Dormady said that he has a more traditional style when it comes to his play, but he can show some spark with his legs when he has to.
"I'm a pocket passer," he said. "But I have the ability to get out of the pocket but you have to in today's game. I'm not a guy who's going to run 50 zone reads per game or take off 25 times in a game, that's why we have (senior running back Jonathan) Ward and those guys."
That ability to either run the ball or sling it around the yard is something McElwain expects work in the run-pass option or spread offensive scheme that the Chippewas are running this season.
McElwain has doled out a lot of praise for his quarterbacks, but he was particularly impressed with Dormady and his ability to latch onto the offense.
"(Dormady) has been really good," McElwain said. "He jumped up and got ahold of it pretty quickly in the spring and that's why he's on the top of the depth chart."
Ward has had more of an involvement in the passing game during fall camp. He's worked with the receiving corps during individual drills in almost every practice. Ward could be used as a slot receiver or take handoffs from Dormady in that read-option package.
"We click," Ward said of his relationship of Dormady. "He's a competitor and a guy who's played a lot of football and it's good to have someone come in who already knows the game of football."
Part of why Dormady gels with other players in the program is because he knows the game well. He has seen it for the past six seasons in the college ranks and was a dominant force in high school.
Junior wide receiver JaCorey Sullivan said that Dormady's experience will help bolster the passing game and the offense as a whole.
"He's a good leader," Sullivan said. "It feels good to have a quarterback that knows every position on the field and how he reads defenses. The energy he brings and gives off to us and we can learn from him, too."
As a rare double-graduate transfer, Dormady is 23 years old. He's also just taking one graduate class and he is married, so he appears to have the majority of his focus on the game.
He also a mature quarterback and the experience he's had makes him a leader in the locker room.
"I'm trying to help some of the younger guys who may not have been in the same situations I've been in," Dormady said. "I've been to a couple different places in a lot of situations, so I always think there's something that I can bring and help the younger guys."
Offensive coordinator Charlie Frye is beginning his first year with the Chippewa program, all but one assistants are under McElwain.
Frye has a history with CMU and Kelly/Shorts Stadium, as he torched the Chippewas for 416 yards and two scores in 2003 when Akron came to town.
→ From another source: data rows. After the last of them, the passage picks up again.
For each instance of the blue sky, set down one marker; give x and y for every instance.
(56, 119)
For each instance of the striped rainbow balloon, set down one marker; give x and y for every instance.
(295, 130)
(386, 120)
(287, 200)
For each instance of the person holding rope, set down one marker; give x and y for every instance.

Frye also had experience in the NFL, starting 23 games with the Oakland Raiders, Seattle Seahawks and Cleveland Browns in his career.
Frye said that the journey Dormady has been on has molded him into the mature starting quarterback that he is today.
"You learn through experience and you learn through failure," Frye said. "It teaches you more than anything you can do in a classroom or anything I can tell him. (Quarterback) is a position you learn from experience and you take those experiences and become a better player."